Pity The Poor Government Worker, Says The NY Times
- JOHN MERLINE
- 4/26/2018
The "Newspaper of Record" ran a big story this week that valiantly tried to show how state and local government workers have it so very tough these days.
The 2,240-word front-page story in The New York Times begins by lamenting that, while government jobs used to provide "a comfortable nook in the middle class," those days are gone.
"The ranks of state and local employees have languished even as the populations they serve have grown," the article says. "The 19.5 million workers who remain are finding themselves financially downgraded."
The article goes on to quote Neil Reichenberg, executive director of the International Public Management Association for Human Resources, who says that "it's a tough time to be working in government."
The Times focuses, not surprisingly, on a Republican state — Oklahoma — which it describes as "one of several Republican-led states where persistent anti-tax sentiment and severe budget cuts have guided policymaking."
But in their zeal to tell this story, the Times reporters had to ignore some relevant facts that more or less completely undercut it.
For one thing, while it's true that state and local jobs have been growing more slowly than the private sector in the past eight years, there's no relationship between Republican or Democratic states and those growth rates
In fact, the very state the Times reporters focus on — Oklahoma — saw the number of state and local jobs increase by 1,400 since 2010, according to the Bureau of Labor Statistics. In low-tax Texas, state and local jobs went up 71,900 over those years.
What about The New York Times' own home state? High-tax, solidly blue New York shed more than 53,000 state and local government jobs over the past eight years. Deep blue Illinois cut 12,000. None of these facts was in the Times' story.
Bad Management
Nor does the Times explain that a big reason many state governments are strapped for cash these days isn't because of tax cuts, but because of gross mismanagement by government leaders who've squandered taxpayer money.
As we've noted in this space, the worst fiscally managed states in the country are almost all heavily Democratic, which also tend to impose far higher tax burdens on their residents and are losing population.
It also fails to mention the rapid growth of Medicaid, especially among those states that expanded the program under ObamaCare. Despite getting generous matching funds from the federal government, Medicaid is rapidly swamping state budgets, forcing them to trim costs elsewhere.

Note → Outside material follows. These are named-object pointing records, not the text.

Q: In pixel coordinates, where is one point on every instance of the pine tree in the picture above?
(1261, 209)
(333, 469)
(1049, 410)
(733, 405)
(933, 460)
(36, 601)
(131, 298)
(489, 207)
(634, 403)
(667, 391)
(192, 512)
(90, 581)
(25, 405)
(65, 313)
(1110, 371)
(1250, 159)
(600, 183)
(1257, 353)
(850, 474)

But what's really odd about the Time story is that it tries to portray government workers as being financially strapped, when they typically get paid far more than their private sector counterparts. At least, that's what several studies have found.
Higher Pay
The American Enterprise Institute, for example, conducted a thorough state-by-state analysis of similarly educated and experienced workers in 2014. It found that when you combine wages and benefits, government workers got as much as 42% more than their private sector counterparts, depending on the state. In Oklahoma, the pay gap was 7% in favor of state workers.
A 2015 study by the Yankee Institute found that Connecticut state workers make 25% to 46% more in pay and benefits than comparable private sector employees.
Another found that while wages were comparable, "the average state and local government job paid benefits that were 117% higher than the average private sector job."
Bureau of Labor Statistics data for December 2017 show that state and local "sales and office" workers get 35% more in hourly wages and benefits than do private sector workers in this category.
Lower Productivity
And these measures don't include the value of job security, which government workers have in abundance. Private sector workers, not so much.
Nor do they include measures of productivity. (State and local workers tend to put in fewer hours than workers in the private sector.)
Yet the only pay-gap study the Times cites in its lengthy piece was done by an Oklahoma state government office. It concluded, not surprisingly, that state workers there make 24% less than they could in the private sector.
The Times apparently wants its readers to believe that tax-cutting Republicans are starving valued public servants. It would be a sad story, if true. But the facts say otherwise.
Too bad for Times' readers that those facts weren't fit to print.